This is our challenge: A peaceful revolution, a revolution of ideas, a revolution of creation. The twenty-first century enlightenment. A global movement to create a new age of tolerance and understanding, empathy and respect. An age of unfettered technological development. An age of sharing ideas and cooperation. An age of artistic and personal expression. We can choose to use new technology for radical positive change or let it be used against us. We can choose to keep the internet free, keep channels of communication open and dig new tunnels into those places where information is still guarded. Or we can let it all close in around us. As we move in to new digital worlds, we must acknowledge the need for honest information and free expression. We must fight to keep the internet open as a marketplace of ideas where all are seated as equals. We must defend our freedoms from those who would seek to control us. We must fight for those who do not yet have a voice. Keep telling your story. All must be heard.

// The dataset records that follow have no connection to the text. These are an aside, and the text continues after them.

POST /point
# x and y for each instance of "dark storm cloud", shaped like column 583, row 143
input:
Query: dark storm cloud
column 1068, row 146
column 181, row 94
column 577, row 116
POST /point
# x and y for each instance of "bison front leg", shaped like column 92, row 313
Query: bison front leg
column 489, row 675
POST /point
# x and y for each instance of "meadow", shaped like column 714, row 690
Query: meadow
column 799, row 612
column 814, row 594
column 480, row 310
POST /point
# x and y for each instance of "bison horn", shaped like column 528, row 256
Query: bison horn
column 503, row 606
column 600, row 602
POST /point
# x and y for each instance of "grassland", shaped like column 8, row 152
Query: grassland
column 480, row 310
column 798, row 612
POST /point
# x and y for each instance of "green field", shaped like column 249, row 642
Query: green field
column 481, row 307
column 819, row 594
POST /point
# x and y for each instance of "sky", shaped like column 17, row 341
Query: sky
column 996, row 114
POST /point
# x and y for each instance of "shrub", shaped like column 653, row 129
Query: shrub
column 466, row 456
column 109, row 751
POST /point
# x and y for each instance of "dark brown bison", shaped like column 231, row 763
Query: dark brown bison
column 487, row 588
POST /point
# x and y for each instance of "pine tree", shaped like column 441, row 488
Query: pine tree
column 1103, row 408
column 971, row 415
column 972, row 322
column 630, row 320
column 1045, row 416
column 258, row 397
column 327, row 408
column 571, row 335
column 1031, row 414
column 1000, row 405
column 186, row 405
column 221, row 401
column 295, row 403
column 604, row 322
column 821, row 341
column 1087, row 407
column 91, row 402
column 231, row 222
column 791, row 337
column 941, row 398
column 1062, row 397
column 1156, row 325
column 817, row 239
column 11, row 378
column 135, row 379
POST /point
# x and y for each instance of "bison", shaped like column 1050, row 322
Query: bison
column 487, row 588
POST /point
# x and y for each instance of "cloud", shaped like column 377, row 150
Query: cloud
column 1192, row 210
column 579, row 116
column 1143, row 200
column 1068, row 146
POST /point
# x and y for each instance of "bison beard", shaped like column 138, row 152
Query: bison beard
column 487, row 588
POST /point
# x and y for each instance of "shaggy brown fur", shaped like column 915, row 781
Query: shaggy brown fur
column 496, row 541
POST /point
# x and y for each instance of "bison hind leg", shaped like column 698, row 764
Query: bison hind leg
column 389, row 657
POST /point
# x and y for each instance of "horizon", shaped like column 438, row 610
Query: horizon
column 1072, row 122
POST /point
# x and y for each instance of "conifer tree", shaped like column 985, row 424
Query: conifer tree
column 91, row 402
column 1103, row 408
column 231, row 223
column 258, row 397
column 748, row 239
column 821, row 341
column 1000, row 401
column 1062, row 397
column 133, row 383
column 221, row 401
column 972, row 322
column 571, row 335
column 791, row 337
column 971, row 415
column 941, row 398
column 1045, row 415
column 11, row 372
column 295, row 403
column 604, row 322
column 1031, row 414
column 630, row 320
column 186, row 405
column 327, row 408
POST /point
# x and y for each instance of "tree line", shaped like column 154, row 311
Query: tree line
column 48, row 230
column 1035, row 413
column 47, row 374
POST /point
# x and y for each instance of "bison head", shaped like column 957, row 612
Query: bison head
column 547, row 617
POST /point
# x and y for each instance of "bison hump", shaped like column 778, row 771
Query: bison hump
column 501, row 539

The letter, published this week on Anonymous-affiliated website AnonNews.org, may seem out-of-character for Anonymous, which is, by all accounts, a loose-knit group that collectively holds few (if any) idealistic positions. 4chan.org, the site from which Anonymous originated, is about as amoral as any place online.

To further prove that Anonymous is without a guiding doctrine, a “note to journalists” published on AnonNews states that Anonymous has no “official position” on a wide-variety of political talking-points, including taxes, global warming, and the wars in Iraq and Afghanistan. The only true stance Anonymous has taken is on “LULZ” — the oft-stated motivating factor for Anonymous — which is more or less the opposite of righteous action, and about as far from “lasting, meaningful change for the human race” as you can get.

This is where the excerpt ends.